Yeah, probably not. When you sign up and agreed to their ToS, they don’t “own” your content, but you grant them a worldwide, royalty-free, perpetual, irrevocable, non-exclusive, transferable, and sublicensable license to use it without compensation.
From their ToS:
Any ideas, suggestions, and feedback about Reddit or our Services that you provide to us are entirely voluntary, and you agree that Reddit may use such ideas, suggestions, and feedback without compensation or obligation to you
There is legal standing, IMO. You can’t take something without consideration, and access to the website was granted free of charge while the data collection was squirrelled away in the fine print. That isn’t a lawful contract, the fine print is for technicalities about the main transaction of X in exchange for Y. You can’t say "we’ll give you X for free!!!” then sneak into the fine print “(((you also give us Y for free)))”. The structure is clearly deceptive in a manner that is designed to prevent a fair assessment of the value being exchanged.
Insurers have to provide a “key facts page” where they summarise in plain English what you’re paying for. The fine print gives the detail, but the front page is still “we give you X in exchange for Y”.

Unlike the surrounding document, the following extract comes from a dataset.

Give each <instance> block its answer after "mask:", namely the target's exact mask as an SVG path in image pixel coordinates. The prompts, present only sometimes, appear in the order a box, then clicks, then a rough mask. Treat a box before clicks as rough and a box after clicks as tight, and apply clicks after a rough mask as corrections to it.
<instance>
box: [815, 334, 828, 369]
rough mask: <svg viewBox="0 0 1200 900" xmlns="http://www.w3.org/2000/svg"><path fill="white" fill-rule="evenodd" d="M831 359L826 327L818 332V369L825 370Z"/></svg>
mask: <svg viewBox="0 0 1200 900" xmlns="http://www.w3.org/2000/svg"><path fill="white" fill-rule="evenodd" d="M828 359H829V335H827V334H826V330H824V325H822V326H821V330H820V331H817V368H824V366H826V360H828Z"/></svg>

You can’t build a car without paying for the nuts and bolts. Tech companies have placed themselves amongst the wealthiest businesses in the world without paying for the nuts and bolts we provide.
Hell, even Microsoft is in on it now, even though you pay for Windows and Office 365!
So Reddit charges users to create content (paid premium or by showing ads). And then it sells that content.
Making money both going and coming.
And it also asks reddit users to invest in reddit
loool
Literally the only way they could become profitable.
I’m honestly more upset at the deal with google (I think it was google?) than the CEO pay thing, which is all stock options and mostly ragebait.
I expect to see them last 3-5 years and get bought out by some bit tech firm, all current execs take their payouts, sell their shares and retire.
"its data".
Ah yes... of course.
In other news, spez's compensation from reddit last year was $193 million, and it's COO got a cool $93 million.
C'mon, spez, tell us again how horrible it's been that reddit's never made a profit.
Reddit doesn’t own that data. The community owns it.
Maybe there’s something in the terms of service but that shouldn’t hold water because nobody has ever read that document.